Graham Dumpleton wrote:
Jim Gallacher wrote ..
The idea of something like req.get_session() is to give users an obvious
way to grab a session object without the deadlock concerns. How many
times have we seen this kind of problem-code on the mailing list?
def index(req):
sess = Session.Session(req)
do_stuff(req)
...
def do_stuff(req):
sess = Session.Session(req)
... do other stuff.
Having the session constructor check for the existence of req.session is
of no use here. We need a way to make sure only *one* session instance
is created per request. (Bonus marks for making it work with internal
redirect).
FWIW, I use the following in a class based authenhandler.
thread = threading.currentThread()
if self.__cache.has_key(thread):
req.session = self.__cache[thread]
else:
req.session = Session.Session(req)
self.__cache[thread] = req.session
def cleanup(data): del self.__cache[thread]

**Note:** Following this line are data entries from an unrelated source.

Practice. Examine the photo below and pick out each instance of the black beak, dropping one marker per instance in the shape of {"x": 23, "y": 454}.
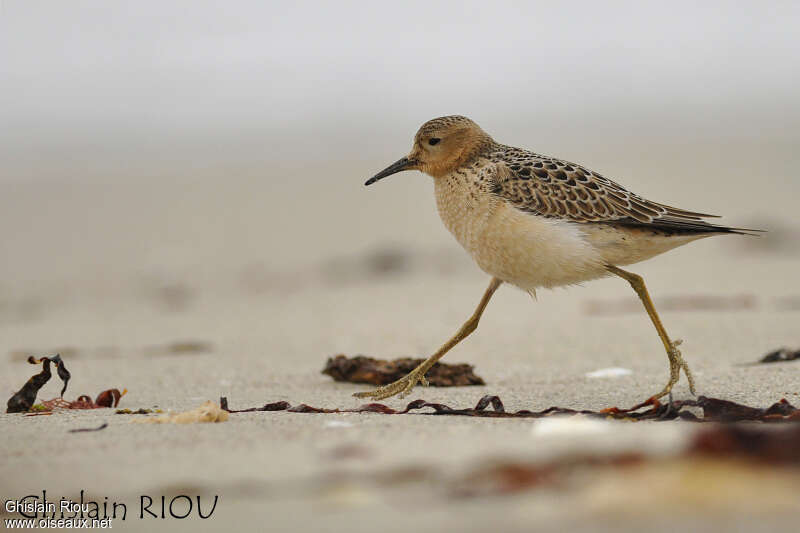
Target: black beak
{"x": 394, "y": 168}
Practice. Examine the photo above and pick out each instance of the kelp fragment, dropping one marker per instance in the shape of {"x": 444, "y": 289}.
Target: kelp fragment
{"x": 362, "y": 369}
{"x": 25, "y": 398}
{"x": 714, "y": 410}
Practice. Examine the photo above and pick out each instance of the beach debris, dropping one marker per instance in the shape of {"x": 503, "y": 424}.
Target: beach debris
{"x": 206, "y": 413}
{"x": 762, "y": 444}
{"x": 107, "y": 398}
{"x": 611, "y": 372}
{"x": 104, "y": 425}
{"x": 362, "y": 369}
{"x": 782, "y": 354}
{"x": 24, "y": 399}
{"x": 714, "y": 410}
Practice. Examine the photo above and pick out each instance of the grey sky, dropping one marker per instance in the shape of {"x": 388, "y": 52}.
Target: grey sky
{"x": 81, "y": 74}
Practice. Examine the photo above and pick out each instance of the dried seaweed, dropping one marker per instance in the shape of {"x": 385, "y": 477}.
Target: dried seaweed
{"x": 362, "y": 369}
{"x": 107, "y": 398}
{"x": 24, "y": 399}
{"x": 714, "y": 410}
{"x": 782, "y": 354}
{"x": 777, "y": 447}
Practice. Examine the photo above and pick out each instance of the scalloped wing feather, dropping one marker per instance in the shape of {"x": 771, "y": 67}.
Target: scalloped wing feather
{"x": 554, "y": 188}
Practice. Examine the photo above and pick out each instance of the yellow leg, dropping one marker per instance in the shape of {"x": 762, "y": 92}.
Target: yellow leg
{"x": 676, "y": 362}
{"x": 404, "y": 385}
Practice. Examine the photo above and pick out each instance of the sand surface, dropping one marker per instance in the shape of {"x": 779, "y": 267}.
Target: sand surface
{"x": 267, "y": 274}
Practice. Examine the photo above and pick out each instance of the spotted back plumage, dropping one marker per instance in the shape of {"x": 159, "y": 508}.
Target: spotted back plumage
{"x": 554, "y": 188}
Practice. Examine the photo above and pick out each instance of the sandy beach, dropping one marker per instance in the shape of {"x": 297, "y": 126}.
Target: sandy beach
{"x": 183, "y": 216}
{"x": 183, "y": 292}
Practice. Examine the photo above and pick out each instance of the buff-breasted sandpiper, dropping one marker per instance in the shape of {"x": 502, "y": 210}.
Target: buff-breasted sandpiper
{"x": 533, "y": 221}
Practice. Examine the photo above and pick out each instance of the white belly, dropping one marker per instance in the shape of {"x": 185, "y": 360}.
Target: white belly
{"x": 530, "y": 251}
{"x": 519, "y": 248}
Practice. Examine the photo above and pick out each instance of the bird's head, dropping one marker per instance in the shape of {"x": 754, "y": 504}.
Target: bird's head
{"x": 440, "y": 146}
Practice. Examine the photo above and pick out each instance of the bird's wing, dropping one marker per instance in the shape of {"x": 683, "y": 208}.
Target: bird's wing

req.register_cleanup(cleanup)
In short, store it in a cache outside of the request object keys by
the thread ID.
Works for both internal redirects and also for fast redirects as used by
DirectoryIndex matching algorithm, although for the latter there are
other issues as I have documented in MODPYTHON-146.
My thinking keeps changing a bit, but overall I have been leaning
towards not having a get_session() like function explicitly provided and
instead documenting how to correctly write a authenhandler which can
handle form based login with sessions. Ie., use Apache phases properly
rather than pushing authentication into content handler phase as most
do.
Which is all good, but you are assuming that people are only using
sessions for authentication purposes. Consider a shopping cart
implemented as session: the user may not be authenticated until *after*
they have filled their cart and are ready to checkout. Perhaps the cache
code would be better off in Session.py?